Scientists discover new concept of bacterial gene regulation

Bacteria are always with us: These tiny organisms are found within and on our body as is the case with all animals and plants. As part of a healthy microbiome they ensure our wellbeing. But if the microbial community gets dysbalanced, infections can follow. Even in soil and water they are a crucial component of the respective environments and their functioning.

Still, we are just beginning to understand these essential unicellular organisms. The Jena microbiologist Prof. Kai Papenfort and his team were able to shed more light on this subject with their latest publication in the journal eLife. They discovered a new mechanism of autoregulation during gene expression that relies on small regulatory ribonucleic acids (sRNAs) and the major endoribonuclease RNase E.

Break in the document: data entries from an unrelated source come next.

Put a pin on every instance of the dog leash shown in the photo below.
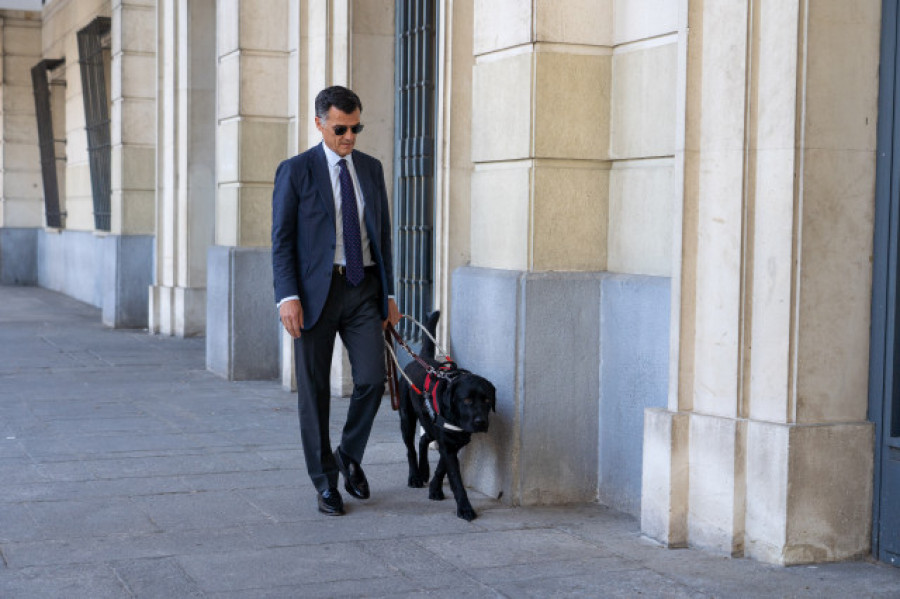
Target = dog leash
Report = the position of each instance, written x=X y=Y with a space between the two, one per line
x=433 y=378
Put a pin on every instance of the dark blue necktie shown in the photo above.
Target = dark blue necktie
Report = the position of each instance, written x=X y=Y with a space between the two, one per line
x=350 y=218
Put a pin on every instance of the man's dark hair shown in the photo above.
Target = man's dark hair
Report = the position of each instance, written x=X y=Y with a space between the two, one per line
x=338 y=96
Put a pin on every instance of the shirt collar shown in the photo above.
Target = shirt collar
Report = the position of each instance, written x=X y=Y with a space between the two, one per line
x=332 y=157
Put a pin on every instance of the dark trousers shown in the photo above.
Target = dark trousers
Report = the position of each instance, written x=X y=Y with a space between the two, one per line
x=352 y=312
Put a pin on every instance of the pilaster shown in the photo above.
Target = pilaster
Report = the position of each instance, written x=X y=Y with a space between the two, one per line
x=186 y=166
x=252 y=125
x=773 y=285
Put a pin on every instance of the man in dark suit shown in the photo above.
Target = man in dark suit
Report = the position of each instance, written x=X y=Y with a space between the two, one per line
x=331 y=255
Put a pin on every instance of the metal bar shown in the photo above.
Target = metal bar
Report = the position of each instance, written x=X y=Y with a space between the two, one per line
x=414 y=174
x=46 y=144
x=96 y=116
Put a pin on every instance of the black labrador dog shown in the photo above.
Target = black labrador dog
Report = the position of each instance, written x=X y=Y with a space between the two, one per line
x=451 y=404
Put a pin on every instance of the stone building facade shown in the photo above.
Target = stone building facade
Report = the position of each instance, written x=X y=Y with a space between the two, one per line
x=654 y=227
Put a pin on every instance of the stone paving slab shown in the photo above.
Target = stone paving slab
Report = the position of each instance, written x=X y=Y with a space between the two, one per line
x=128 y=470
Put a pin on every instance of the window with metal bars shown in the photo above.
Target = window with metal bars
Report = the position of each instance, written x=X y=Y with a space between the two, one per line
x=93 y=56
x=414 y=194
x=43 y=107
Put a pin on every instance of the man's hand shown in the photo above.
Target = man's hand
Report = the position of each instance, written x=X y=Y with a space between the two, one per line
x=291 y=314
x=393 y=314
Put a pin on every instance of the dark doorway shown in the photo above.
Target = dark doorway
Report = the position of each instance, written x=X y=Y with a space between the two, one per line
x=414 y=193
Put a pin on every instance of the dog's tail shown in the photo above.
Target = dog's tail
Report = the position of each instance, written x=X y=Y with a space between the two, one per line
x=431 y=326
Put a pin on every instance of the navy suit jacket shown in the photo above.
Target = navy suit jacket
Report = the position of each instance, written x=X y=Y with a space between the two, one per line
x=303 y=233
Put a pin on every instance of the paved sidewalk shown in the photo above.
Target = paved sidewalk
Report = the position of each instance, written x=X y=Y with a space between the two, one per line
x=128 y=470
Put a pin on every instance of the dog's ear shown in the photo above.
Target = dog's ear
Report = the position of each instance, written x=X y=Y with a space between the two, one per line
x=492 y=393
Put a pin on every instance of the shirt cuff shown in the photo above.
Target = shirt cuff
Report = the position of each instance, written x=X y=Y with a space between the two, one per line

"This autoregulation controls gene expression—that means, the proteins are synthesized based on genetic information. Bacteria use this process to adapt to their environment for example," explains Papenfort, Chair of General Microbiology at the Friedrich Schiller University Jena. The sRNAs play a decisive role in gene regulation. Through their interaction with the messenger RNA they influence the structure or metabolism of the bacterium, among other things.

"Based on the collected data, we were able to show that sRNAs from a specific section of the messenger RNA serve as autoregulatory elements. That allows negative feedback control at the post-transcriptional level," says Papenfort. Negative feedback regulation is very common in biology. It often has a stabilizing effect. For example, in humans both the regulation of body temperature and blood pressure are due to negative feedback regulation. Normally, the feedback controls are triggered by the corresponding proteins during transcription. "It is notable, that the autoregulatory small RNAs we have discovered are independent of auxiliary transcription factors. Therefore, they provide a more rapid response," continues Papenfort.

With the findings from this study, Papenfort's team contributes to the research of the Cluster of Excellence "Balance of the Microverse" at the Friedrich Schiller University Jena. Its goal is to generate a holistic understanding of microorganisms, their interaction and communication with each other and with their environment.